Georgetowns Geschichte

Die Wahrscheinlichkeit, ein entsprechendes Gesetz zu verabschieden, wäre jedenfalls absehbar null. So urteilte der Economist ermüdet: Unabhängig davon, ob sie eine moralische Berechtigung hätten - politisch seien Reparationen so wahrscheinlich wie ein amerikanischer Hymnenwechsel vom "Sternenbesetzten Banner" zum sozialistischen Kampflied "Die Internationale".

Aber behält diese Prognose ihre Gültigkeit? In den vergangenen Jahren ist das Thema Rassismus wieder intensiver diskutiert worden: Es gab Debatten über Alltagsrassismus, Polizeigewalt gegen Minderheiten oder die Monumente für Südstaaten-Generäle. In Washington eröffnete ein Museum für afroamerikanische Geschichte, das sich mit der Sklaverei und ihren Folgen auseinandersetzt. In Montgomery, Alabama, entstand ein Mahnmal für die Opfer von Lynchmorden.

Und mit der Georgetown University erklärte sich erstmals eine öffentliche Institution zu Reparationen bereit. Sie wird die Nachfahren der 272 Erwachsenen und Kinder entschädigen, deren Verkauf 1838 die Institution vor dem Bankrott gerettet hatte. Im April stimmen die Studenten ab, ob sie symbolische 27,20 US-Dollar pro Semester in den Ausgleichsfonds einbezahlen.

Entschädigungs-Kommission im Gespräch

Mit Nancy Pelosi hat nun erstmals eine Sprecherin des Repräsentantenhauses signalisiert, die Frage der Reparationen in einer Kommission erörtern zu lassen. Der afroamerikanische Abgeordnete John Conyers hatte in seiner Amtszeit bis 2017 fast 30 Jahre lang erfolglos einen solchen Gesetzesentwurf eingebracht.
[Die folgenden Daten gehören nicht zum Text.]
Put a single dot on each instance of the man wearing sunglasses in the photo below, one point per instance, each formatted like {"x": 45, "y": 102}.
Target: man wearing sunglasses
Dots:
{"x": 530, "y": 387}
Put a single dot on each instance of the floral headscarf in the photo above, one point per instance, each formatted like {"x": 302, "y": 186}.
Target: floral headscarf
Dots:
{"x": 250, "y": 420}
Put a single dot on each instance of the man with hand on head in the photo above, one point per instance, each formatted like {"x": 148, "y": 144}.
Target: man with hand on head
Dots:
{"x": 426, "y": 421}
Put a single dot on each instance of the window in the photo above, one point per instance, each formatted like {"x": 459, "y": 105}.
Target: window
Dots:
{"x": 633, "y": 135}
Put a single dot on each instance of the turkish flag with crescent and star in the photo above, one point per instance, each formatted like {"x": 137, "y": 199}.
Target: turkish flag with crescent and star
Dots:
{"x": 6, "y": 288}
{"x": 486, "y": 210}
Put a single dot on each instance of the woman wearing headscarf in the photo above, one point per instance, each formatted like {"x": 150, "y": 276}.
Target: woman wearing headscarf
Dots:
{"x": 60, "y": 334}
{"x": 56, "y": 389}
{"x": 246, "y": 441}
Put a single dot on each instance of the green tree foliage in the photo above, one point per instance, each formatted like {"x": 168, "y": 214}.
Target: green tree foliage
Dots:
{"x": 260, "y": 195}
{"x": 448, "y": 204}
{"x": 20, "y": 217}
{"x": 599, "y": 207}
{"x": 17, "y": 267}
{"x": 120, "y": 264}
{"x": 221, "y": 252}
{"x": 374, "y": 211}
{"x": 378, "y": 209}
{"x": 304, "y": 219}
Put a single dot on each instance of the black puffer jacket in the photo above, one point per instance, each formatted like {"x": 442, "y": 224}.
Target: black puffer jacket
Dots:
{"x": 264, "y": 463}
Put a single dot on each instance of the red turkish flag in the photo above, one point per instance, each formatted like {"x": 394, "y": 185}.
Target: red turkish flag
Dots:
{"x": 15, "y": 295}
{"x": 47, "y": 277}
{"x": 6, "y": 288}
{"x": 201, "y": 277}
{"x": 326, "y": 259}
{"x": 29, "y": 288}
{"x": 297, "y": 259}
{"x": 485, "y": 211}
Carlton Waterhouse begrüßt diese Fortschritte - aber er sieht noch einen langen Weg: "Ein Kollege von mir hat es am besten zusammengefasst, indem er sagte: 'Sind Reparationen nicht etwas, das nach dem Kriegsende gezahlt wird? Ich kann nicht sagen, dass der Krieg beendet wäre. Der Kampf dafür, Schwarze als Menschen anzuerkennen, ist noch nicht vorbei."